The two Susans turned up very late in the evening. I say ‘turned up’, but what I mean is, Betty was talking about a friend of hers who had died relatively young. She was diligently describing her, and I got the feeling that she admired this lady and she was missed. Apparently, she had a bit of style, dressed well and liked to spend time in classy little cafes, the kind that is hard to find these days since the advent of annoying American coffee houses.
She was just about to tell us what had caused this lady to die when Kate jumped in, “The woman you are describing sounds just like the mum of my friend from high school. How did yours pass?”
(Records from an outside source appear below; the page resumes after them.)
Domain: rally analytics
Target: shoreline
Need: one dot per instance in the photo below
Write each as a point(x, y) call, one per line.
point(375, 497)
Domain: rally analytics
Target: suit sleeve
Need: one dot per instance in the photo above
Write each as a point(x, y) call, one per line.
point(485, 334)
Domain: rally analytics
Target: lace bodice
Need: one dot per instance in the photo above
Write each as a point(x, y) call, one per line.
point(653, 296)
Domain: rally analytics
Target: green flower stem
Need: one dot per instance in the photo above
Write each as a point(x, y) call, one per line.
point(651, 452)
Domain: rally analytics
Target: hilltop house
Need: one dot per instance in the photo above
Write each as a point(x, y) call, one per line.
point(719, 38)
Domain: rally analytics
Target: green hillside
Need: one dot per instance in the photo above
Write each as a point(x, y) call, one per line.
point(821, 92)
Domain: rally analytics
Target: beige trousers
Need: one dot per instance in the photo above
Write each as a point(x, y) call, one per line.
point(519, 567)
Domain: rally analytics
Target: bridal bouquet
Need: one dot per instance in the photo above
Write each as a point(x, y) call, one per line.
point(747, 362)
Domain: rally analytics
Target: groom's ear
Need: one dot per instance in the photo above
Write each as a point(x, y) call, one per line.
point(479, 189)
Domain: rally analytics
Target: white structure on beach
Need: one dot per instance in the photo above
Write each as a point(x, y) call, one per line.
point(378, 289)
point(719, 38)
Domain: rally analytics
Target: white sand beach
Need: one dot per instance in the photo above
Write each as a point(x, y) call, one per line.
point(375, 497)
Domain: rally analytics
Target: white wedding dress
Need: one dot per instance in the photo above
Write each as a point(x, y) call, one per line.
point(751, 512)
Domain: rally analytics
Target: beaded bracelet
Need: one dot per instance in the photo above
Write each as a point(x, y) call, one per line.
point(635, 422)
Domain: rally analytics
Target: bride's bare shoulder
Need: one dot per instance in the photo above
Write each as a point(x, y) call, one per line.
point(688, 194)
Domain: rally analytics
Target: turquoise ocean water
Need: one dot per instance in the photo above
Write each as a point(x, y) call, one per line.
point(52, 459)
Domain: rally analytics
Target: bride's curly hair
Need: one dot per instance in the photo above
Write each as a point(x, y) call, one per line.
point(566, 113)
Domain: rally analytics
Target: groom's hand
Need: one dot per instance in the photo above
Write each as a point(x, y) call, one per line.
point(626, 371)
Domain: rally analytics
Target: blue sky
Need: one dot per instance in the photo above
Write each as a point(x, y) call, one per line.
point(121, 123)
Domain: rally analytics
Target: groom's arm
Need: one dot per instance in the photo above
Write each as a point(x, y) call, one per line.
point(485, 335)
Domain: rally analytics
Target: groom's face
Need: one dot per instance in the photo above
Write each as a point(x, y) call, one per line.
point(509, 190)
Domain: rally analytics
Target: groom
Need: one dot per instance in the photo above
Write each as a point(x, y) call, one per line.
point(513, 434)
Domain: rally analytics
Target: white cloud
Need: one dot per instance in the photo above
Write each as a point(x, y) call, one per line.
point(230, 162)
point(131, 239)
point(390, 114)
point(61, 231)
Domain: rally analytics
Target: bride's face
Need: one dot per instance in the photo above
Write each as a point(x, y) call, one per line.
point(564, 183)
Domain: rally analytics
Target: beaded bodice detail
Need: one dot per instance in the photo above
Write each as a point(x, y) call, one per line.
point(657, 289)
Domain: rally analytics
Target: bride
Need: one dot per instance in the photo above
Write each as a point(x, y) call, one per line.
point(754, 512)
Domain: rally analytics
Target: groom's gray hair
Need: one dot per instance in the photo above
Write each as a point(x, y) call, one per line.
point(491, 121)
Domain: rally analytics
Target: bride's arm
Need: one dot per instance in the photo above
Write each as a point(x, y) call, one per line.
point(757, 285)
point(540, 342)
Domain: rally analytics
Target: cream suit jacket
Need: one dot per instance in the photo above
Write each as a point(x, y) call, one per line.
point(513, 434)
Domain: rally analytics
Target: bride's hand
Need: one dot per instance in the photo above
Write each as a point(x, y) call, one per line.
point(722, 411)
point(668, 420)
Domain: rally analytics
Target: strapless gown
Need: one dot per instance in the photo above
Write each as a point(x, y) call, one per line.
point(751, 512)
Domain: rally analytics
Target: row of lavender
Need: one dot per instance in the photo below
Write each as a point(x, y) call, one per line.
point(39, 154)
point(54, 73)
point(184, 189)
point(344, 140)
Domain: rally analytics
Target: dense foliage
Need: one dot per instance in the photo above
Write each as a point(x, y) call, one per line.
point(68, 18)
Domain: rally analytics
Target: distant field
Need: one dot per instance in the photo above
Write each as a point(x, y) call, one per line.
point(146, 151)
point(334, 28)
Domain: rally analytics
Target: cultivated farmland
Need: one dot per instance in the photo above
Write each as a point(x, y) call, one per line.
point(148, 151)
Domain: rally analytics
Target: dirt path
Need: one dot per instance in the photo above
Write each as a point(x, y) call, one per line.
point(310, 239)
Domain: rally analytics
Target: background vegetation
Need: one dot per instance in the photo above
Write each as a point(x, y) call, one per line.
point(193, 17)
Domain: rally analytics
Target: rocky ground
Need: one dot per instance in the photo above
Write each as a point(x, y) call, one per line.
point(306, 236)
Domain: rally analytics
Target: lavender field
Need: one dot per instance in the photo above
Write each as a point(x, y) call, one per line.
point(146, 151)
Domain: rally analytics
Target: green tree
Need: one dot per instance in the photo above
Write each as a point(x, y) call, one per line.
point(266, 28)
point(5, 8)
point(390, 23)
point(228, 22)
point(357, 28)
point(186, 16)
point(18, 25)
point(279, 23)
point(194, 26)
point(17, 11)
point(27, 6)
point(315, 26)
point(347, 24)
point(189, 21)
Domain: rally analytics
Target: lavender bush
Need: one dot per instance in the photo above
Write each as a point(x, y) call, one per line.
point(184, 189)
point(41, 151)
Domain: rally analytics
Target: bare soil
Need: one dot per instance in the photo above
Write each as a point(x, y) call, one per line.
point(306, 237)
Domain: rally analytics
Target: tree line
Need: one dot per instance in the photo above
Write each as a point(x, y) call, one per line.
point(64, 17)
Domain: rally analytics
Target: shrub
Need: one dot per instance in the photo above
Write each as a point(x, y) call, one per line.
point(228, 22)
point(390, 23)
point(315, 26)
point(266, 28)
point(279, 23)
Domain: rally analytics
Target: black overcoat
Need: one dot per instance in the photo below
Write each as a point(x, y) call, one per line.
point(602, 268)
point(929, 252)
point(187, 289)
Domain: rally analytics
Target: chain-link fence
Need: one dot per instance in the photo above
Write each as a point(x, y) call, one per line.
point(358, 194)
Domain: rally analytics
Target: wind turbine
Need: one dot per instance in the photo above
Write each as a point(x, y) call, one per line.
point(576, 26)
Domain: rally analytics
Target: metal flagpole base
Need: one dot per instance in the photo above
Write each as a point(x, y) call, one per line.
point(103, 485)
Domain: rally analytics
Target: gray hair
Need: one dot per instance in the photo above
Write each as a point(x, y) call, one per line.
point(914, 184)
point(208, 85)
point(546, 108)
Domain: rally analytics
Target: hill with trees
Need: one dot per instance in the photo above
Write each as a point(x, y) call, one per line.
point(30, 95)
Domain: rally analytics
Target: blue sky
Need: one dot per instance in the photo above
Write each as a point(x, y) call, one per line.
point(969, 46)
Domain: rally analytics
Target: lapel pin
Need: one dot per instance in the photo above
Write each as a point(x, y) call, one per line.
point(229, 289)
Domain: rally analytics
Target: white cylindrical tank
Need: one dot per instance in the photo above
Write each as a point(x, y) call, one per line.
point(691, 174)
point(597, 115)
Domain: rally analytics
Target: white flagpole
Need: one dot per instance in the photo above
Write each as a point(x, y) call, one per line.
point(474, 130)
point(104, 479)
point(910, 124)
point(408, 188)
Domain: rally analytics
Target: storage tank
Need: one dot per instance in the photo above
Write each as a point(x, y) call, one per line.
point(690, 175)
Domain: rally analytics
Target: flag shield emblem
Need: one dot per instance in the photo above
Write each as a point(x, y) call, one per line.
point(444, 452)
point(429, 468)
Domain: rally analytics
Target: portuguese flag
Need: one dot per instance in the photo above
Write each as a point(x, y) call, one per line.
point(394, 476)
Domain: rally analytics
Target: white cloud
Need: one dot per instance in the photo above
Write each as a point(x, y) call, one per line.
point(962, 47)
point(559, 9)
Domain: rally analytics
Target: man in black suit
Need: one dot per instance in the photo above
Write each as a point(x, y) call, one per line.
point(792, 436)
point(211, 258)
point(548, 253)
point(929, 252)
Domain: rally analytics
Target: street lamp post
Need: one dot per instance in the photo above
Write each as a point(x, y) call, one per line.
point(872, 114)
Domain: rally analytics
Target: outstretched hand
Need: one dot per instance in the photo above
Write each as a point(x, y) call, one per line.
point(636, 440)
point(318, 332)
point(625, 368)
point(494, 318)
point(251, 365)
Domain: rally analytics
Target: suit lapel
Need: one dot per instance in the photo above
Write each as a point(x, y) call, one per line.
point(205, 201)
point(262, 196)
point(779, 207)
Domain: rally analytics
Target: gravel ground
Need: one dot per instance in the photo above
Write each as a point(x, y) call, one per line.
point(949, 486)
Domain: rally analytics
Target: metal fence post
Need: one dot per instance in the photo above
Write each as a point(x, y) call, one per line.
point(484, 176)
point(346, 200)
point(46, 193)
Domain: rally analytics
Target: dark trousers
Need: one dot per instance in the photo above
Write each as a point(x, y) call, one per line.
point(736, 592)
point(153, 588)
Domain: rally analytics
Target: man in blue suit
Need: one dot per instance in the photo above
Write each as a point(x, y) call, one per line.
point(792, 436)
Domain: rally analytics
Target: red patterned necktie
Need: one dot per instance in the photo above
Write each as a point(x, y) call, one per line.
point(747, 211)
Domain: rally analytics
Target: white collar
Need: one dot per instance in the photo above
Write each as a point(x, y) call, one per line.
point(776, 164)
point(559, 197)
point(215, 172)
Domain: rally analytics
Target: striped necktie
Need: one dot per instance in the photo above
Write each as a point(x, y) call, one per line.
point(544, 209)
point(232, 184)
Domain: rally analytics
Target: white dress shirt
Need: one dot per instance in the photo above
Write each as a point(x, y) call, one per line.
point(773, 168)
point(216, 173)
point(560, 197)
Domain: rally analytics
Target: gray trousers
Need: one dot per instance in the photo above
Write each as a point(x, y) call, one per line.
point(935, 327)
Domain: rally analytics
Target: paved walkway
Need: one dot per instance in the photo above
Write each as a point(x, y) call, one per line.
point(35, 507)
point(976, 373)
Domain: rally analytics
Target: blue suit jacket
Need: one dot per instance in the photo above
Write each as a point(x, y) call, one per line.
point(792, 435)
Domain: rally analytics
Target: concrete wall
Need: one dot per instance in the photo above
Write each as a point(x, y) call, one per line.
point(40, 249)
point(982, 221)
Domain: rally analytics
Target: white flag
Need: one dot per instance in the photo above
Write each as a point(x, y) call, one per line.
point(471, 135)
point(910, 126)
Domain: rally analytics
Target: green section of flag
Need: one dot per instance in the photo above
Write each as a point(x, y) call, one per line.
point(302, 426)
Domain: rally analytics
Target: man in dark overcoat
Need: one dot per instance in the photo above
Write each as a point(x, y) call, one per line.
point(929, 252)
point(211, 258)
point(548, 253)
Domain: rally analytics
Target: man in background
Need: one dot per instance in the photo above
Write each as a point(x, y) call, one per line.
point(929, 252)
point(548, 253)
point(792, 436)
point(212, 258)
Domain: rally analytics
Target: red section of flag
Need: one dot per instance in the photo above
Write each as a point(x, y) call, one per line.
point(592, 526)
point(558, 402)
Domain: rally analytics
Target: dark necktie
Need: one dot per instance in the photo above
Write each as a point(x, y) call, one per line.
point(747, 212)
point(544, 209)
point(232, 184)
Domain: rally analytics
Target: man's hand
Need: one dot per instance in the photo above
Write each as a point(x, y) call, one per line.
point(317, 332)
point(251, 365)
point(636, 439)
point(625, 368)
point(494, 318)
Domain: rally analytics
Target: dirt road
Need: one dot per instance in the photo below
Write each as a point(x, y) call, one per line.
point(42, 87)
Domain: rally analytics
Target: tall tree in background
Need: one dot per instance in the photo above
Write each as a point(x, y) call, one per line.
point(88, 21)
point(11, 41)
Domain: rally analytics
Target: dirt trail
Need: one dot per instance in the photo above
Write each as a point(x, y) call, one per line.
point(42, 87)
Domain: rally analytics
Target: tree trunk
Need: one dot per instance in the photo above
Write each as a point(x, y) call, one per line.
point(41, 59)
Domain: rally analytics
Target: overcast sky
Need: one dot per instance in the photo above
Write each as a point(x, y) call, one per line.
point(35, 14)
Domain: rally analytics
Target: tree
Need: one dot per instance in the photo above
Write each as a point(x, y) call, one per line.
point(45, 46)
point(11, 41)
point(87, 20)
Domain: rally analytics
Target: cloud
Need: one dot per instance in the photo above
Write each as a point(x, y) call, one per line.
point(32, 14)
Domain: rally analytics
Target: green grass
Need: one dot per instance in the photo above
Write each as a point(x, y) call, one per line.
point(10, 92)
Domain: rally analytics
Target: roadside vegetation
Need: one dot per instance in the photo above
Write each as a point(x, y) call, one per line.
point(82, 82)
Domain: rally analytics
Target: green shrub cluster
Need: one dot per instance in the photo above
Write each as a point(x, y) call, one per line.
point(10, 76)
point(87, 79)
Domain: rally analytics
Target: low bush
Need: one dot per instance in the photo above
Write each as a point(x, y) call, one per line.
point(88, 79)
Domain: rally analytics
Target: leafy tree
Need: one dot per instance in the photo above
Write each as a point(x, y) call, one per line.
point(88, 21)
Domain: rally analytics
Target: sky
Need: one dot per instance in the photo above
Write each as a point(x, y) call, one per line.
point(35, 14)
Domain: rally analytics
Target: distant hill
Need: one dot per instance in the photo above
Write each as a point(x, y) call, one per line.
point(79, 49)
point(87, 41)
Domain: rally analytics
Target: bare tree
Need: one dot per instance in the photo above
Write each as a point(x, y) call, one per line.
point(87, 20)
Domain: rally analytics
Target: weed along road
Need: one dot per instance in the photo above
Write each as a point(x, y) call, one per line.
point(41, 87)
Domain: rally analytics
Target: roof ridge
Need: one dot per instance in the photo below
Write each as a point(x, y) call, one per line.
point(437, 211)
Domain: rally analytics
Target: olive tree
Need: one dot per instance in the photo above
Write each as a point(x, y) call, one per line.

“Blood clot,a few days after an operation. Worked on her like crazy but they couldn’t bring her back. What about yours?”
“Mine took her own life six years after her daughter stepped in front of a train. I was there at the time, and so was our friend. The daughter put her red headphones on, turned and waved at us and calmly stepped in front of the 4:05 to Finders Street. I could not believe what had just happened. I ran to where her body landed, and I put my arm around her and sobbed. The ambulance guys had to pull me away. It took a little while, but it destroyed their family, and after battling her grief for six years the mum had had enough, and she left us too. I’ve never forgiven myself for not seeing it coming. I keep thinking that I could have said something, done something.”
“It’s not your fault kid.” I heard myself say. “When people feel the need to leave they will find a way, and nothing you say or do has anything to do with that decision.” She seemed to understand, but it was obvious that she had carried this guilt for a very long time.
After a moment, the two ladies looked at each other and, at the same time said the same thing, “What was your ladies name?”
“Susan.” The two voices spoke as one, and a chill went up my spine.
My group members were not describing the same person but the details of their lives, with the exception of their passing, were close to identical. What were the chances of that?
We were all a little bit stunned by what we had just witnessed, so we sat in silence.
Eventually, our moderator said, “I think that we are going to remember this night for a long time to come. Some conversations just stay with you.”
He was right.
Eventually, people began to stir, and a few of us expressed our amazement at what had just happened. We gathered up our stuff, put the chairs away, emptied the glacially slow urn, and hoovered the carpet. Almost everyone had gone home by the time I reached the front door. It wasn’t my job to turn off the light and lock up, so I had time. I turned and looked at the now emptying room and thought about the two Susans.
I had a few things to tell the missus when I got home, but she was asleep, so I told the dogs.
They were happy to see me, and they listened intently while I told them the story.
I climbed into bed, and so did the dogs. We fought for a bit of space while I thought about the tenuous grip we have on this glorious life of ours and I wondered if my story would end up in a room on a cold winters night somewhere, sometime.